Five predictions for British politics in 2025
Eliot Wilson looks into his crystal ball to predict five things that will happen in the coming year
There is an old Danish proverb, often misattributed to the New York Yankees’ legendary catcher Yogi Berra, that it is hard to make predictions, especially about the future. In politics, it can be high risk and high reward. If you go out on a limb and get it right, as Patrick Cosgrave did in 1974 when he wrote in The Spectator that Margaret Thatcher was “the foremost contender” to replace Edward Heath as Conservative leader, and you will be hailed as a visionary. Get it wrong and you look like The Chicago Tribune in 1948 running the headline “DEWEY DEFEATS TRUMAN”.
For all that, political commentators could hardly justify our role if we relied on answering: “Dunno, let’s wait and see”. The risk of ridicule is table stakes for the pundit and the best approach is to celebrate the wins and take the inaccurate forecasts on the chin. On that basis, here are five predictions for British politics in 2025.
A Reform resignation
One of Reform UK’s MPs will leave the party or resign from parliament. For all its burgeoning membership and bullish leadership, Reform still has the air of Friday night drinks that got out of hand, and we know that very little due diligence was carried out on its parliamentary candidates. Will James McMurdock’s 2006 conviction for assaulting his ex-girlfriend become a scandal too fierce to endure? Maybe Lee Anderson (Ashfield), already representing his third political party, will grow restless; or deputy leader Richard Tice (Boston and Skegness) will recognise what his predecessor, Ben Habib, grasped — that Nigel Farage has subordinates rather than colleagues. Something has to give.
A Lib Dem mayor
The Liberal Democrats will win May 2025’s contest for the mayoralty of Hull and East Yorkshire. The new combined authority covers Hull City Council, controlled by the Lib Dems, and the East Riding of Yorkshire Council, where they are the biggest opposition, and nationally they seem to be sustaining their strong performance at the general election in July. The party is traditionally successful in local politics, and their candidate, Mike Ross, leader of Hull City Council, has lived in the area for 25 years and has a record of campaigning.
A Reform mayor
The new mayor of Greater Lincolnshire will be recent Reform UK recruit Dame Andrea Jenkyns. The former Conservative MP, skills minister for 108 days in 2022, was unveiled with great fanfare as a new recruit by Farage in November; she has the kind of robust self-assurance that saw her call for Theresa May and Rishi Sunak to resign but showed such loyalty to Boris Johnson that he made her a dame. A disenchanted, time-poor electorate still disappointed by the Conservative Party and despairing of Labour might well respond positively to her nuance-free spicy takes.
A scalp for the Tories
The opposition will force a cabinet minister out of office. True, Louise Haigh quit as transport secretary at the end of November but she was dispatched swiftly by the Prime Minister. Conservative Party co-chairman Nigel Huddleston barely had time to put on his serious face and say that Starmer had “serious questions to answer” before she had resigned.

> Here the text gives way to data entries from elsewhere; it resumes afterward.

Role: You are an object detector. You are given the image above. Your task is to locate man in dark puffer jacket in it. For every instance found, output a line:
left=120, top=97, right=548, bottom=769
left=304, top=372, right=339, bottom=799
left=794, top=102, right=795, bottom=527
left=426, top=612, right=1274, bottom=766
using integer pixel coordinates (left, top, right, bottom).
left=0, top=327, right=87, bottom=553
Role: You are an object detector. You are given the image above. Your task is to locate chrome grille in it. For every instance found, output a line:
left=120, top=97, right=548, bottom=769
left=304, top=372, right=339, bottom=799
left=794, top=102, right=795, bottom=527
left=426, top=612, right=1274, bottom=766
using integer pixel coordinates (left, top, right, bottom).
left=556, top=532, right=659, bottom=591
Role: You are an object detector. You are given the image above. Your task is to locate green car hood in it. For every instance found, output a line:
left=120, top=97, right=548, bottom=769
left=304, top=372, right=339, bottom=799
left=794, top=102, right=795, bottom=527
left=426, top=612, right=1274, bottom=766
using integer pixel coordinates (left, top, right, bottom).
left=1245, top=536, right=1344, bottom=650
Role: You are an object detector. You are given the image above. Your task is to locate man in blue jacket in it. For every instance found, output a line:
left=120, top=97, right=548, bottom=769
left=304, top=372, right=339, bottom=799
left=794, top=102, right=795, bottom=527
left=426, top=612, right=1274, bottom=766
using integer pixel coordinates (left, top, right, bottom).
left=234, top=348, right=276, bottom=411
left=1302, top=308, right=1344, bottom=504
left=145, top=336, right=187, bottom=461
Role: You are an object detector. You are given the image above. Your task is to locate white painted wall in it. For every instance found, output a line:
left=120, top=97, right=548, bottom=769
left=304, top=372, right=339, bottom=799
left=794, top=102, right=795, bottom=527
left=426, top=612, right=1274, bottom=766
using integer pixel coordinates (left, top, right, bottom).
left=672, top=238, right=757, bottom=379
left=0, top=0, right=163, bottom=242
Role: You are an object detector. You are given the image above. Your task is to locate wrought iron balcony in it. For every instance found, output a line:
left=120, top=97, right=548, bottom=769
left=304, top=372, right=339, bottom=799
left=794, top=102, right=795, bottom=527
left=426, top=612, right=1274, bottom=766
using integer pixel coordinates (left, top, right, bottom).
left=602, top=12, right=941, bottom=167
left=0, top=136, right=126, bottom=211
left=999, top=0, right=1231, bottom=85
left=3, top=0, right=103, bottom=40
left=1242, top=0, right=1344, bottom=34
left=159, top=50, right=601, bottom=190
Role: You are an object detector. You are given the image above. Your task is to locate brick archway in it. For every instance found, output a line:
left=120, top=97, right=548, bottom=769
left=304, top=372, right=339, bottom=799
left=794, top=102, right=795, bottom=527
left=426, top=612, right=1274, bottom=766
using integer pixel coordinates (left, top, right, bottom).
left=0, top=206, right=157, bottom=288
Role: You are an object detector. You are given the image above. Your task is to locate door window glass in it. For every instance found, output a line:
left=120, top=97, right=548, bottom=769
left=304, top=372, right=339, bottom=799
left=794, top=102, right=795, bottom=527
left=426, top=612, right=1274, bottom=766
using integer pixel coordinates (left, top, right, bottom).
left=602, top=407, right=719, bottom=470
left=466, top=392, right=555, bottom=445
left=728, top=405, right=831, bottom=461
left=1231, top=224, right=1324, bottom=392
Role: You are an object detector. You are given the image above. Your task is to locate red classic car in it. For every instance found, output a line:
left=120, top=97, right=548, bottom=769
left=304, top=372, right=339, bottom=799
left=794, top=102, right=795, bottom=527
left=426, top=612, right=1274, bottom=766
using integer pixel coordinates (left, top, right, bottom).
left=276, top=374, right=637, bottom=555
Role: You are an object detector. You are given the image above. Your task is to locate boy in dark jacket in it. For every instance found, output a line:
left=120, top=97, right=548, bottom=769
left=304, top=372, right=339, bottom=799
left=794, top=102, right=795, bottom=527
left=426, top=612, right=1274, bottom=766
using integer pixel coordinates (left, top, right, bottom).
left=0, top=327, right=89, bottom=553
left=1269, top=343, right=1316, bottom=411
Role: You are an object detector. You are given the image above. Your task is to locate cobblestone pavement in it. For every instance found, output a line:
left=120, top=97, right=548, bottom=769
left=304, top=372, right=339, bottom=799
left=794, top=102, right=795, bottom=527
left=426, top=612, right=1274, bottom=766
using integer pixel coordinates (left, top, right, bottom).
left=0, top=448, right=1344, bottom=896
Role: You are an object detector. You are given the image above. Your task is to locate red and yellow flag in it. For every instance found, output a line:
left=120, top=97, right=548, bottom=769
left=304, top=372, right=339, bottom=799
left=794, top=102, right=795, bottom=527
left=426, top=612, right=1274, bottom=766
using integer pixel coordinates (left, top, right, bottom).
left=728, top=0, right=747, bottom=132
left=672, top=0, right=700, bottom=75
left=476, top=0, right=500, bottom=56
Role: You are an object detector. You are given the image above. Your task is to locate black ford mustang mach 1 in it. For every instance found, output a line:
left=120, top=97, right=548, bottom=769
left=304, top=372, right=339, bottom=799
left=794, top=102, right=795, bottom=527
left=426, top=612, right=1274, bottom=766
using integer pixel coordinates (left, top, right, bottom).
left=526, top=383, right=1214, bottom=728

But the government remains sufficiently accident-prone and insensitive to public perception that it is still vulnerable. The increase in National Insurance that had been ruled out, the absurd brouhaha over “working people”, the non-repeal of the Northern Ireland Legacy Act: these are small but cumulative breaches of faith. An energetic shadow minister, like Andrew Griffith or Alex Burghart, will find another thread left carelessly loose and yank on it hard.
A by-election defeat
Final prognostication: the government will lose a by-election it expects to win. These contests are always tough for incumbent administrations, but Labour’s popularity has fallen off a cliff edge, and whatever causes a vacancy, at some point they will have a severe shock followed by a bout of soul-searching.
These are only informed guesses. It is easy to generalise about the time to come — as Leonard Cohen said, I’ve seen the future, brother; it is murder — but details are more challenging to grasp. I think all of these predictions fit with the temper of the times and are realistic, but I have been wrong before (like when I predicted Dole would beat Clinton in ’96, a real Chicago Tribune moment).
If I miss the mark, then extend me some Christmas charity this time next year. If I get it right, remember, you heard it here first. Happy 2025.